While Vampire Diaries is all about Elena, A Darker Truth belongs to an entirely different character. Jason Harris (Matt Perello) is an enterprising young man armed with a laptop, a DV camera and a mission: His sister Joanne was recently killed, and he suspects Stefan, whom he’s thus followed from New York to the sleepy little town of Mystic Falls, Va., (where the series takes place, thus enabling the web series to be shot on the same locations as its parent show). Jason has evidence that proves Stefan’s much, much older than he looks, and he’s determined to make sure no one else gets hurt. It’s a clever way of building up elements of the show’s premise — including the fact that Stefan is obsessed with Elena — without needing to make use of its stars, who appear in archive footage and still images. And it perpetuates the notion that Stefan is violent and dangerous, which (SPOILER ALERT) proves to be one of the pilot’s biggest twists, as Damon is revealed to be the one who still feeds on humans. (END OF SPOILERS)

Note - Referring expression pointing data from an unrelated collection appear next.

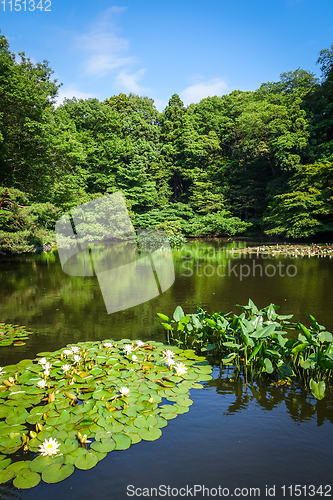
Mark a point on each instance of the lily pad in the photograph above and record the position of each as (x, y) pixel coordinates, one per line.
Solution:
(150, 433)
(86, 461)
(27, 480)
(6, 475)
(57, 472)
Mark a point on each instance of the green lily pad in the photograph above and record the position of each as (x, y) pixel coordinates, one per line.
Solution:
(4, 463)
(150, 433)
(86, 461)
(27, 480)
(40, 463)
(104, 446)
(122, 441)
(6, 475)
(57, 472)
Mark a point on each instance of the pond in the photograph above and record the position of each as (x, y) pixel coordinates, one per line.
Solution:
(234, 436)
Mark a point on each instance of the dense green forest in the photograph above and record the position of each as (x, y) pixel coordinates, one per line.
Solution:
(248, 162)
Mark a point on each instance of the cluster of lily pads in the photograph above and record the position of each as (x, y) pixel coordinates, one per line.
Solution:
(293, 251)
(258, 343)
(12, 334)
(71, 407)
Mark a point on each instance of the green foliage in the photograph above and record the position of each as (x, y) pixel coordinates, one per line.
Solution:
(71, 407)
(257, 341)
(225, 165)
(308, 208)
(12, 334)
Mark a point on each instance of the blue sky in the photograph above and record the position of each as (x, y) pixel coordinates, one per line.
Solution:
(193, 48)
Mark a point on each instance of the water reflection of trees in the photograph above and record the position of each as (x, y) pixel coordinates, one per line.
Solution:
(299, 405)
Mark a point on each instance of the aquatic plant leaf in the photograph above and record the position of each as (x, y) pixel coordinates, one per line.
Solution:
(150, 433)
(6, 475)
(86, 461)
(268, 365)
(104, 446)
(286, 370)
(318, 389)
(178, 315)
(122, 441)
(27, 480)
(4, 462)
(39, 463)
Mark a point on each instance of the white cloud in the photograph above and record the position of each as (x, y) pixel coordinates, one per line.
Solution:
(103, 50)
(194, 93)
(129, 82)
(69, 92)
(160, 104)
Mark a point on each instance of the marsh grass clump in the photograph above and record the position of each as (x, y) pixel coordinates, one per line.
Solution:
(258, 343)
(13, 334)
(71, 407)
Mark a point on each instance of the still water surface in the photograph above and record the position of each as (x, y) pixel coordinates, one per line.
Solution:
(233, 436)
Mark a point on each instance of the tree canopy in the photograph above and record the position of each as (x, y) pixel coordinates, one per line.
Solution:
(259, 162)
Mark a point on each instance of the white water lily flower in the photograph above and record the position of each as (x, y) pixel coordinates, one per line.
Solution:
(49, 447)
(168, 353)
(128, 348)
(180, 369)
(124, 391)
(169, 361)
(108, 345)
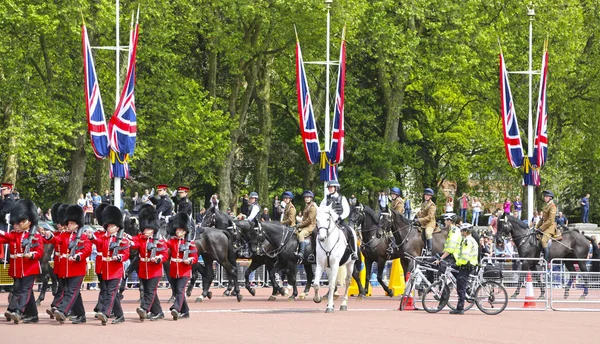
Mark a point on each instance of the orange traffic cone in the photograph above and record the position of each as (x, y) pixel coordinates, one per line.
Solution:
(529, 300)
(409, 301)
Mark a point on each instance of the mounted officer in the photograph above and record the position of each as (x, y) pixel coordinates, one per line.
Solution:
(426, 219)
(340, 204)
(547, 226)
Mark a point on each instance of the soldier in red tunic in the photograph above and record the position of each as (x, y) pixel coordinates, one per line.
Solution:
(75, 248)
(114, 247)
(26, 249)
(184, 254)
(152, 252)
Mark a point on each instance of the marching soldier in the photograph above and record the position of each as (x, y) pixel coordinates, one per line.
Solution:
(183, 254)
(289, 212)
(75, 248)
(152, 251)
(25, 250)
(426, 218)
(308, 224)
(547, 226)
(115, 250)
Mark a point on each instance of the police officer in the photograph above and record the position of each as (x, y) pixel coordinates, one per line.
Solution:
(452, 241)
(426, 218)
(466, 261)
(340, 204)
(184, 205)
(289, 212)
(308, 224)
(547, 226)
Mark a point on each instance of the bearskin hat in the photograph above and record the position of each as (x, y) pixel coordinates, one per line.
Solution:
(24, 210)
(148, 218)
(60, 214)
(74, 213)
(98, 212)
(180, 220)
(112, 215)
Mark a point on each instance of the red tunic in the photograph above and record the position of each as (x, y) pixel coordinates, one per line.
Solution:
(20, 266)
(111, 268)
(177, 267)
(147, 268)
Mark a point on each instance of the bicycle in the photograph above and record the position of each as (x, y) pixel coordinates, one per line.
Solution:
(417, 280)
(490, 296)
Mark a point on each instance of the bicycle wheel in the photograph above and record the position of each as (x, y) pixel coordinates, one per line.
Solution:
(435, 297)
(491, 298)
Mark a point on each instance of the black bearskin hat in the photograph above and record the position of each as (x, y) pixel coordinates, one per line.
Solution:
(148, 218)
(74, 213)
(112, 216)
(24, 210)
(180, 220)
(98, 212)
(60, 214)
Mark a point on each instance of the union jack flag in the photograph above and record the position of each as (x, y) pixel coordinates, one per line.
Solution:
(308, 126)
(93, 102)
(336, 152)
(512, 138)
(122, 126)
(540, 149)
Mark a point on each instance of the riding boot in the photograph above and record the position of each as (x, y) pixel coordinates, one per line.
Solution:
(429, 247)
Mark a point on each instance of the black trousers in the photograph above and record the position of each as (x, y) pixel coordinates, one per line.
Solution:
(22, 299)
(72, 297)
(110, 300)
(59, 292)
(102, 287)
(462, 281)
(180, 303)
(150, 301)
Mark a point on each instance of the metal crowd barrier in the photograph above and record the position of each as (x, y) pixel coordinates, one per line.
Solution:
(578, 283)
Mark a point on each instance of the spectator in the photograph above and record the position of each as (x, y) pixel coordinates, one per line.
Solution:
(464, 205)
(476, 205)
(518, 206)
(585, 208)
(449, 205)
(264, 217)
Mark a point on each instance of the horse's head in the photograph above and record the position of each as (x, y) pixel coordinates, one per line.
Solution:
(326, 222)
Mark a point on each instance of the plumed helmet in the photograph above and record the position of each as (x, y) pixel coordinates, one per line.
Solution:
(450, 216)
(112, 215)
(308, 193)
(24, 210)
(548, 193)
(98, 212)
(74, 213)
(333, 183)
(148, 218)
(180, 220)
(60, 213)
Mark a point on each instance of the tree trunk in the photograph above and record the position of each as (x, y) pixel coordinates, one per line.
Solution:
(78, 164)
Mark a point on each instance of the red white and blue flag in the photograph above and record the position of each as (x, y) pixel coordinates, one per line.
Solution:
(308, 126)
(512, 138)
(93, 102)
(122, 127)
(336, 151)
(540, 149)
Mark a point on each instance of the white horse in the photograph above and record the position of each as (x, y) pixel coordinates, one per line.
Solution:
(330, 255)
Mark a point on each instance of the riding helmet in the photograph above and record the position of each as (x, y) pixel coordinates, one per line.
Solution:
(396, 191)
(548, 193)
(24, 210)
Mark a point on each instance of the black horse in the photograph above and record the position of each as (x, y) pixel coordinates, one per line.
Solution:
(573, 245)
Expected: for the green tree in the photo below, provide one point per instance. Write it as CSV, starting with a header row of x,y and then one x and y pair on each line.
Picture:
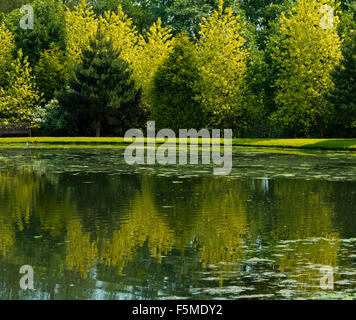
x,y
307,50
7,47
343,96
222,60
102,94
49,27
174,89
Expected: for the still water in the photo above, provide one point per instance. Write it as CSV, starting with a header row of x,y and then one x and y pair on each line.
x,y
93,227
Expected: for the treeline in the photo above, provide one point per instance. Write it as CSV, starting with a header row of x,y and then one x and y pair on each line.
x,y
263,68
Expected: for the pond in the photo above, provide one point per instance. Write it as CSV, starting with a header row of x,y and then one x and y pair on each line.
x,y
93,227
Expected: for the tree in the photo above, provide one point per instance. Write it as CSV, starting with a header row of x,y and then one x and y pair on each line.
x,y
222,65
7,46
19,97
49,27
51,72
81,26
343,95
305,53
101,93
175,89
148,56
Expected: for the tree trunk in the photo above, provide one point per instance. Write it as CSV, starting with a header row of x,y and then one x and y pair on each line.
x,y
98,128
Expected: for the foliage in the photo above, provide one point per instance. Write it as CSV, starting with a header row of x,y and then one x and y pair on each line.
x,y
101,94
343,96
305,56
175,89
149,55
223,68
49,27
19,97
80,28
51,72
7,46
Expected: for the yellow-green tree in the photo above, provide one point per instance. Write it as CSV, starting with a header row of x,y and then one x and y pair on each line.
x,y
308,50
222,59
7,45
81,26
150,52
120,29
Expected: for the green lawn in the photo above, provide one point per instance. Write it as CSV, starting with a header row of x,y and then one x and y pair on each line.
x,y
327,144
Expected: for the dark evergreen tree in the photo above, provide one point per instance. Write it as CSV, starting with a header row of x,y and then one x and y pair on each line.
x,y
102,95
174,90
343,96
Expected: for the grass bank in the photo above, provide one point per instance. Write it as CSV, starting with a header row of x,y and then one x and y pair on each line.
x,y
321,144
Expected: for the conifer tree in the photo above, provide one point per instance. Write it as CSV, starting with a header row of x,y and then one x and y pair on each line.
x,y
102,94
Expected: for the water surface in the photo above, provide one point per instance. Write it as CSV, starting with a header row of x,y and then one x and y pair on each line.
x,y
93,227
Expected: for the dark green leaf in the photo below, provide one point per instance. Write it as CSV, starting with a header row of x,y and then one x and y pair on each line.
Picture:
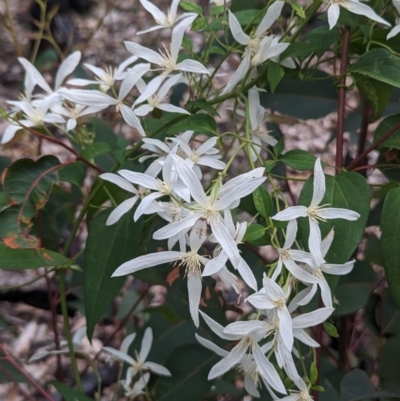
x,y
275,74
390,240
356,386
69,393
107,248
331,329
263,201
299,159
96,149
190,6
385,126
28,183
379,64
202,123
189,365
377,93
18,259
254,232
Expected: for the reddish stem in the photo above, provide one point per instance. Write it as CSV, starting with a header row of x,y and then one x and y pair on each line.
x,y
342,100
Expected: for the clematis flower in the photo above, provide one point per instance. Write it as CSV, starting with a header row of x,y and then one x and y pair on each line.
x,y
209,208
138,365
220,256
191,261
163,20
167,59
156,101
102,100
106,78
258,44
316,212
255,332
353,6
318,270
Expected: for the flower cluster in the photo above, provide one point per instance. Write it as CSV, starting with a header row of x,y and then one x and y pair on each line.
x,y
196,218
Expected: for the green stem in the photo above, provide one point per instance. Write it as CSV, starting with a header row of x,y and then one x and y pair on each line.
x,y
67,331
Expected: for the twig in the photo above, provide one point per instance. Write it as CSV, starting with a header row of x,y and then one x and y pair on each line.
x,y
373,146
342,100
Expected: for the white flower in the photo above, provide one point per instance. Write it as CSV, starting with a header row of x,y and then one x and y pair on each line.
x,y
138,365
169,185
167,59
316,212
210,207
288,256
106,78
318,270
102,100
272,297
257,44
163,20
395,30
248,334
353,6
156,101
191,261
220,256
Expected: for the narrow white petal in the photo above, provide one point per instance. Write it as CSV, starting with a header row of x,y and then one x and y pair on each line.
x,y
121,182
145,261
338,269
144,53
333,14
176,227
273,13
192,66
363,9
126,343
120,210
226,363
237,31
67,67
194,292
211,346
146,343
119,355
291,213
314,241
267,370
319,184
311,319
338,213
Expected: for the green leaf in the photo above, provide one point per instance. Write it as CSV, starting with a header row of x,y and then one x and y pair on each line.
x,y
254,232
386,125
313,373
189,366
96,149
299,159
348,191
28,183
192,7
379,64
356,386
69,393
107,248
331,329
275,74
202,123
390,240
377,93
19,259
263,201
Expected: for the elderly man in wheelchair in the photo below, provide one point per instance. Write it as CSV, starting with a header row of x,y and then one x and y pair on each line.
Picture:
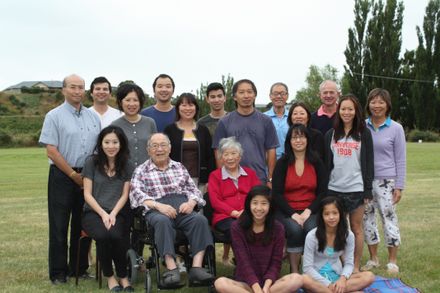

Darker Truth is presented less as a vlogging experience and more as found footage, which, for those who remember The Blair Witch Project, suggests that nothing good happens to our man Jason. Though to be honest, that’s not terribly surprising, as the second episode is pretty blunt about how he’s not terribly well-prepared or well-informed about vampires, at least in this mythology, which shows little indication of its vampires being vulnerable to the rays of the sun, garlic or crosses. There’s a playfulness to that presentation which is fun, and I have to say, I much prefer Darker Truth‘s use of the titular diaries. In the script for the pilot, they’re a pretty blatant excuse to incorporate voice-over hinting at mysterious backstories, whereas in Darker Truth they’re a much bigger plot point.
Is this series enough to intrigue new viewers? Is there any end to young America’s hunger for vampire tales? It’s hard to be sure from only four minutes (each episode is less than two minutes long), but if the last two installments of Darker Truth set up why Vampire Diaries isn’t just a Twilight copycat, then on a creative level it’ll have done its job and more so.